Chi-Square Goodness-Of-Fit Test¶

In our study of t-tests, we introduced the one-way t-test to check whether a sample mean differs from the expected (population) mean. The Chi-square goodness-of-fit test is an analog of the one-way t-test for categorical variables: it tests whether the distribution of sample categorical data matches an expected distribution.

For example, you could use a chi-square goodness-of-fit test to check whether the race demographics of members at your college or company match that of the entire U.S. population or whether the computer browser preferences of your friends match those of internet users as a whole.

When working wiht categorical data, the values themselves aren't of much use for statistical testing because categories like "male", "female", and "other" have no mathematical meaning.
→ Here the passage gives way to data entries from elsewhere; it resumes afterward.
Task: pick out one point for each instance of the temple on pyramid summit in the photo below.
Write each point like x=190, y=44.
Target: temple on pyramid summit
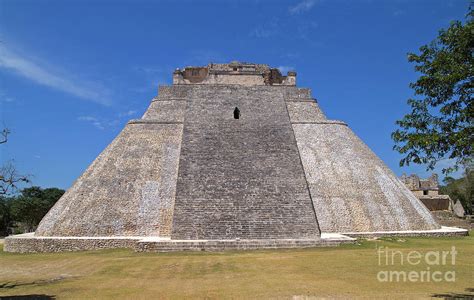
x=231, y=156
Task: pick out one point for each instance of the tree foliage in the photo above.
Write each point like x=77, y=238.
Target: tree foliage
x=9, y=176
x=27, y=208
x=440, y=124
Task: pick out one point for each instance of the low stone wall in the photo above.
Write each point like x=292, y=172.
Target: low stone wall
x=216, y=245
x=28, y=243
x=443, y=232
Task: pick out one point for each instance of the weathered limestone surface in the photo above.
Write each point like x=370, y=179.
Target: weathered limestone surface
x=127, y=191
x=188, y=176
x=304, y=111
x=351, y=188
x=240, y=178
x=166, y=111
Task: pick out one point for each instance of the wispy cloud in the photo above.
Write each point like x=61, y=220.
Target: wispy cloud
x=104, y=123
x=301, y=7
x=154, y=76
x=266, y=30
x=99, y=124
x=41, y=74
x=127, y=113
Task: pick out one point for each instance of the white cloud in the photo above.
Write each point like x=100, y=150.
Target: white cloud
x=93, y=120
x=43, y=75
x=127, y=113
x=99, y=123
x=301, y=7
x=285, y=69
x=266, y=29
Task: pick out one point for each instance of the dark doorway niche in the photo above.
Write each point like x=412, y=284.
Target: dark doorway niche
x=236, y=113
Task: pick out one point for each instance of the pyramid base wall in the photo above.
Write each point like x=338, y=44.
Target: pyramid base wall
x=29, y=243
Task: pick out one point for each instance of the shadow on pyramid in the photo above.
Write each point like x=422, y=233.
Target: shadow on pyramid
x=230, y=156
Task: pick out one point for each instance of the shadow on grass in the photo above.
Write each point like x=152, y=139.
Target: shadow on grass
x=28, y=297
x=469, y=294
x=11, y=285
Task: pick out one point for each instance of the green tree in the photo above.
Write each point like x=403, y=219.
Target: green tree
x=440, y=124
x=461, y=189
x=6, y=218
x=32, y=204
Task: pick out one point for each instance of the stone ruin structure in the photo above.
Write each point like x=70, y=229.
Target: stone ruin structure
x=194, y=174
x=427, y=190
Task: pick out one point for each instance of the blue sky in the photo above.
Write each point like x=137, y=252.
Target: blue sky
x=72, y=73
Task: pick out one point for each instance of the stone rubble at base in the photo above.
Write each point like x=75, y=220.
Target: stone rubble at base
x=189, y=176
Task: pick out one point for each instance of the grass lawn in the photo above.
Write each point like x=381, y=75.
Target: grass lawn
x=346, y=271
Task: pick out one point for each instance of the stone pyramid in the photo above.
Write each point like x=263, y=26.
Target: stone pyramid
x=235, y=151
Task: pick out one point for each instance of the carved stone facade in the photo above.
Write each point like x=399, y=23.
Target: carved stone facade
x=189, y=171
x=233, y=73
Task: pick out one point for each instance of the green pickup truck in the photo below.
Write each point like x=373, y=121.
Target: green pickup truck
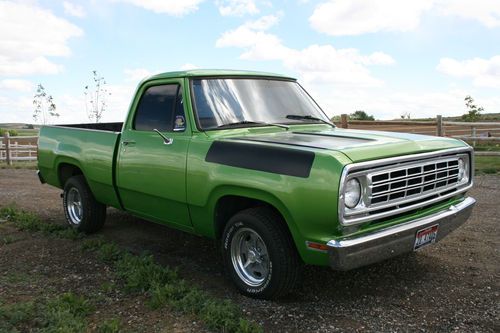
x=249, y=159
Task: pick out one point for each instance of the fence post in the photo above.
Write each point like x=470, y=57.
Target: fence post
x=473, y=129
x=439, y=125
x=343, y=121
x=7, y=147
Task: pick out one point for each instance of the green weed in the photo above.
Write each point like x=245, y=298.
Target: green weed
x=110, y=326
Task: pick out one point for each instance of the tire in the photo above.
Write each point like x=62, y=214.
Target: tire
x=81, y=209
x=259, y=254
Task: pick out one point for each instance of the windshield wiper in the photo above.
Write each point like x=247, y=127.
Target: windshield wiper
x=243, y=122
x=309, y=117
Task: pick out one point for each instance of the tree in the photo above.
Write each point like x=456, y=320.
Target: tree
x=45, y=106
x=95, y=98
x=361, y=115
x=473, y=111
x=405, y=115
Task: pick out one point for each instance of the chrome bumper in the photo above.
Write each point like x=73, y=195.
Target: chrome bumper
x=367, y=249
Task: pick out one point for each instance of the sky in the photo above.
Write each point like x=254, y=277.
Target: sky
x=386, y=57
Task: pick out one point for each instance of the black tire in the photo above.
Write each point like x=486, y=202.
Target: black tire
x=81, y=209
x=284, y=266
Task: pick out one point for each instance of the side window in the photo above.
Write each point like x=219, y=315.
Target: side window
x=160, y=107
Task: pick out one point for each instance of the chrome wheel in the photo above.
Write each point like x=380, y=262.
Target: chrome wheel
x=250, y=257
x=74, y=206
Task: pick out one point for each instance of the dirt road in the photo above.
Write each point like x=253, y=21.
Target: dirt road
x=451, y=286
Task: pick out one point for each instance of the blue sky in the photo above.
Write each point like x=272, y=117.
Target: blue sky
x=387, y=57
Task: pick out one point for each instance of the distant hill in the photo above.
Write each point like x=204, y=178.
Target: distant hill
x=483, y=117
x=18, y=126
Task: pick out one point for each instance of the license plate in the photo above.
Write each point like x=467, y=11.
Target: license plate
x=425, y=237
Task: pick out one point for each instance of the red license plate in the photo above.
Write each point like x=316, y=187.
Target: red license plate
x=425, y=237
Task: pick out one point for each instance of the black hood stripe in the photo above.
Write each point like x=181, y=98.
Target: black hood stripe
x=279, y=160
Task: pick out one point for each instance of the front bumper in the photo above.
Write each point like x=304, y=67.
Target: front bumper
x=351, y=253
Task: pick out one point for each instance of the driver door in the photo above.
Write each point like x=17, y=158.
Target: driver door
x=151, y=171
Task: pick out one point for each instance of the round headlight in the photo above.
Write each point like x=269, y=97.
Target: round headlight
x=462, y=172
x=352, y=193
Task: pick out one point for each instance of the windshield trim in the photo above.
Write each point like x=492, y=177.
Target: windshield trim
x=195, y=112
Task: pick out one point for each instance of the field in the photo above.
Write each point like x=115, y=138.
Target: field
x=48, y=272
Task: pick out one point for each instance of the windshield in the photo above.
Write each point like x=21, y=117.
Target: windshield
x=251, y=102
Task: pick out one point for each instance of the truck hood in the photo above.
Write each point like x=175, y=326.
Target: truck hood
x=357, y=145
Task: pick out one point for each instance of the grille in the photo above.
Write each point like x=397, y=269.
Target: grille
x=398, y=185
x=413, y=181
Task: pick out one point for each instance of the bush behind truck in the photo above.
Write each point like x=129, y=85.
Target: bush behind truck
x=249, y=159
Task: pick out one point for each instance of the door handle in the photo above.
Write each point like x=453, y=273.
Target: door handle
x=166, y=140
x=128, y=142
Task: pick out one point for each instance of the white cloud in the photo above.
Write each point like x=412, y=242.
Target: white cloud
x=487, y=12
x=356, y=17
x=483, y=72
x=136, y=74
x=236, y=7
x=315, y=63
x=74, y=9
x=16, y=85
x=170, y=7
x=28, y=35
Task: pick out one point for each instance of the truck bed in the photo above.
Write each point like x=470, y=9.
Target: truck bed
x=90, y=147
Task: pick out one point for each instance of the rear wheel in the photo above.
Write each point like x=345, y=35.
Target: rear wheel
x=81, y=209
x=259, y=254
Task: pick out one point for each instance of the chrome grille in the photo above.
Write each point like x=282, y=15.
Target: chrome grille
x=413, y=180
x=396, y=185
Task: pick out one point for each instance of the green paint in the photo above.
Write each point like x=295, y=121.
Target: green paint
x=173, y=185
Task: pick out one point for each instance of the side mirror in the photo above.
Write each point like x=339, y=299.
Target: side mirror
x=166, y=141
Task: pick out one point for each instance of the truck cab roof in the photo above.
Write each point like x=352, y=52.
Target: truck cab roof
x=216, y=73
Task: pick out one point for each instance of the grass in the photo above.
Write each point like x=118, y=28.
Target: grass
x=136, y=274
x=141, y=274
x=65, y=313
x=487, y=164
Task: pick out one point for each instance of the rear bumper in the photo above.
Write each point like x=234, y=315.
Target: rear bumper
x=367, y=249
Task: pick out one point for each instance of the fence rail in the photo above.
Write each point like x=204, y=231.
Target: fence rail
x=471, y=132
x=18, y=148
x=24, y=148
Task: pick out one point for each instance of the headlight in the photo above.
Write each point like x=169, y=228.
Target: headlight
x=462, y=170
x=352, y=193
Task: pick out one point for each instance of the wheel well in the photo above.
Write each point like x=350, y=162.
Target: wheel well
x=66, y=171
x=228, y=206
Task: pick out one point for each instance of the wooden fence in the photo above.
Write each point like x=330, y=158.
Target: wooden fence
x=18, y=148
x=471, y=132
x=24, y=148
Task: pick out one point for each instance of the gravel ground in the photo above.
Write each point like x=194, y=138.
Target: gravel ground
x=452, y=286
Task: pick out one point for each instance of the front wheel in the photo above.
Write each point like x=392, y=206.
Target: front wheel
x=259, y=254
x=81, y=209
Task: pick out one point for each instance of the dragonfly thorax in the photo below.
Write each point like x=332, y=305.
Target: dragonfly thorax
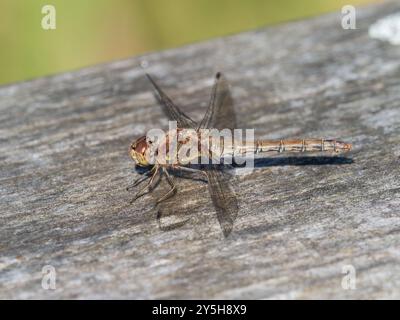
x=138, y=152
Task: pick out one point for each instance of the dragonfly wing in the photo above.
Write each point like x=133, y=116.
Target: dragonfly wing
x=178, y=208
x=172, y=111
x=223, y=198
x=220, y=113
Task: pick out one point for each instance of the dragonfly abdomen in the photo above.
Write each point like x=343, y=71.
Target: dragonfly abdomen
x=294, y=145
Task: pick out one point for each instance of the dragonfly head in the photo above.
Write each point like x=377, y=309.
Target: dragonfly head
x=138, y=150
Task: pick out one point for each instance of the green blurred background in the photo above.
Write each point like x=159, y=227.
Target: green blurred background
x=95, y=31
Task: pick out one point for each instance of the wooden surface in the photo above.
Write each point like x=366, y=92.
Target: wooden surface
x=65, y=166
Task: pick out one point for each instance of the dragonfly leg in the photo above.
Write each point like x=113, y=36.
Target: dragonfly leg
x=170, y=191
x=137, y=182
x=141, y=179
x=192, y=170
x=147, y=188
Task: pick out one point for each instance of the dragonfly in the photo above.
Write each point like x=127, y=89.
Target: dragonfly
x=165, y=176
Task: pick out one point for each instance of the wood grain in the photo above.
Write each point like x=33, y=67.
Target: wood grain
x=64, y=168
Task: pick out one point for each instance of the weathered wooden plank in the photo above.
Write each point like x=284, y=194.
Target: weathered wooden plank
x=64, y=167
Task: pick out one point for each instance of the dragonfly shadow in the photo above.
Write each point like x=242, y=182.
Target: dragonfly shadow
x=301, y=161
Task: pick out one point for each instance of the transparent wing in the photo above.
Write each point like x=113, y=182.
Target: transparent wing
x=179, y=208
x=223, y=197
x=220, y=113
x=171, y=110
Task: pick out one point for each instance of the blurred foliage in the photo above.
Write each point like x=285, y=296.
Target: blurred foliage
x=94, y=31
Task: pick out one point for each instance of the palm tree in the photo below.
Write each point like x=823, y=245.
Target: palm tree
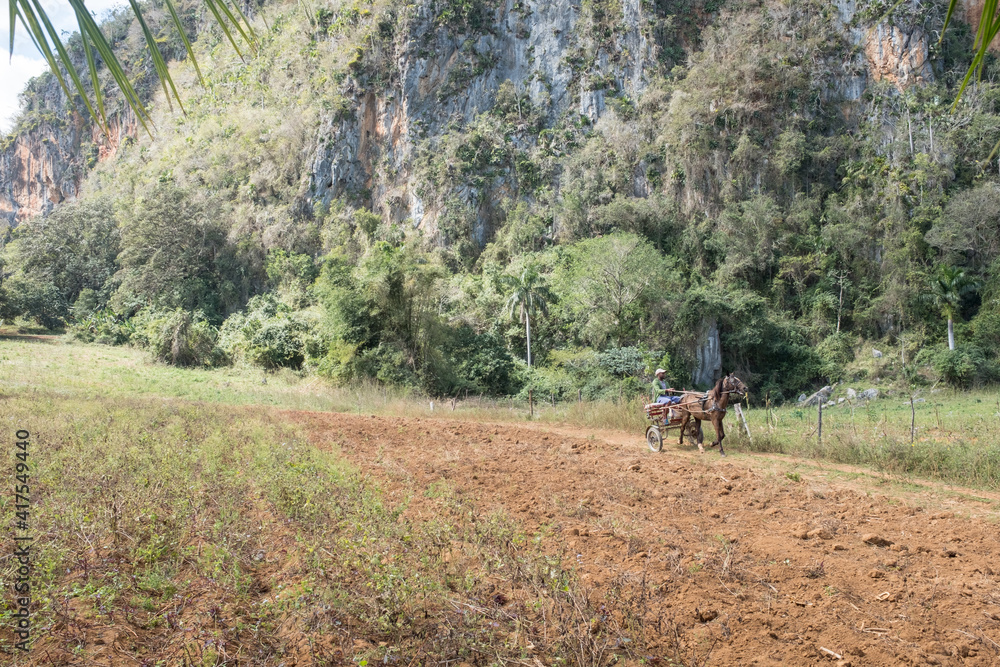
x=947, y=289
x=528, y=297
x=229, y=17
x=47, y=40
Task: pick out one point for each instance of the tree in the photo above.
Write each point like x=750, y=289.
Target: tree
x=175, y=254
x=97, y=50
x=610, y=284
x=528, y=296
x=947, y=289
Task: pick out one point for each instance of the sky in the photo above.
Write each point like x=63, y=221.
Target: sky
x=26, y=62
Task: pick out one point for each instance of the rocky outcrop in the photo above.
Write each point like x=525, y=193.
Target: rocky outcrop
x=708, y=355
x=899, y=57
x=45, y=163
x=445, y=77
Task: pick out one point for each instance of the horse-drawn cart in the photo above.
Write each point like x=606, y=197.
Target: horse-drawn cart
x=667, y=418
x=694, y=408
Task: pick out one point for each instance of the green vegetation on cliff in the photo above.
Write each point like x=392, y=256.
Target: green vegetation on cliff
x=321, y=207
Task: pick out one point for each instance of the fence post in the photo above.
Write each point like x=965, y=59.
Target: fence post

Tests dealing with categorical variables are based on variable counts instead of the actual value of the variables themselves.

In [1]:
import numpy as np
import pandas as pd
In [2]:
population = pd.DataFrame(
    ["white"] * 100000 +
    ["hispanic"] * 60000 +
    ["black"] * 50000 +
    ["asian"] * 15000 +
    ["other"] * 35000
)

sample = pd.DataFrame(
    ["white"] * 600 +
    ["hispanic"] * 300 +
    ["black"] * 250 +
    ["asian"] * 75 +
    ["other"] * 150
)

print("Population:")
display(population)

print("\nSample:")
display(sample)
Population:
0
0 white
1 white
2 white
3 white
4 white
... ...
259995 other
259996 other
259997 other
259998 other
259999 other

260000 rows × 1 columns

Sample:
0
0 white
1 white
2 white
3 white
4 white
... ...
1370 other
1371 other
1372 other
1373 other
1374 other

1375 rows × 1 columns

In [3]:
population_table =  pd.crosstab(index=population[0], columns='count')
sample_table = pd.crosstab(index=sample[0], columns='count')

print("Population:")
display(population_table)
print("\nSample:")
display(sample_table)
Population:
col_0 count
0
asian 15000
black 50000
hispanic 60000
other 35000
white 100000
Sample:
col_0 count
0
asian 75
black 250
hispanic 300
other 150
white 600

Chi-square tests are based on Chi-Square statistic. You can calculate the chi-square statistic using the following formula.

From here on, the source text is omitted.